Shady Grove was founded in 1857 at the western edge of Jefferson Township, near the Buchanan-Black Hawk county line. Shady Grove was close to another community named Sunnyside. In 1886, a post office opened under the name Shady Grove. Despite attracting businesses including a machinery dealership, a creamery, a church and a general store, the town was never incorporated. Years of rural migration caused the population to drop to 12 residents in 1902, and 29 residents in 1925.

The population was 20 in 1940, and was 25 residents (seven families) by 1958. The general store closed in the 1980s and the building was moved from its original spot to one on Spring Creek Road. The town remained on county maps as late as the 1990s, though there was nothing left to mark the community other than a giant machine shed with the words "Shady Grove" on it.

There is still evidence of Shady Grove's existence. Property owned by the Schares contained the building which once was a barber shop.

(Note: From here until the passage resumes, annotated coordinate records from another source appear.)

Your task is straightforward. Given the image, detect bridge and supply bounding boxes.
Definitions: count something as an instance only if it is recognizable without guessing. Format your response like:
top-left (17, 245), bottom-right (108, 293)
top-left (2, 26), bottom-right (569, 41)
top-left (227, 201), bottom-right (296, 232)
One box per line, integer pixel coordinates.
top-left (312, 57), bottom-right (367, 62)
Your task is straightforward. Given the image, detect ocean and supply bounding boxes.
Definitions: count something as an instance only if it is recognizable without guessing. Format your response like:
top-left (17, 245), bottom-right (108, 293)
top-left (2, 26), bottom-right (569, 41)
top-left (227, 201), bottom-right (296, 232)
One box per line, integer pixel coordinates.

They knocked it down in 2004 to make room for their cattle field. At the time of its destruction, newspapers lined the walls like wallpaper. Cattle land owned by the Youngbluts was discovered to hold the old Shady Grove Cemetery. The tombstones have tumbled and been broken up and some possibly lost due to flooded creeks and cattle tromps. The Buchanan County Historical Society has taken the cemetery area under their wing and turned it into a protected area with a sign outside the fence recognizing its existence.

During the mid-1990s, there was renewed interest in the area as developers began selling plots of land. By 2007, more than forty new homes had been built in the area, causing concern for the area's local farmers.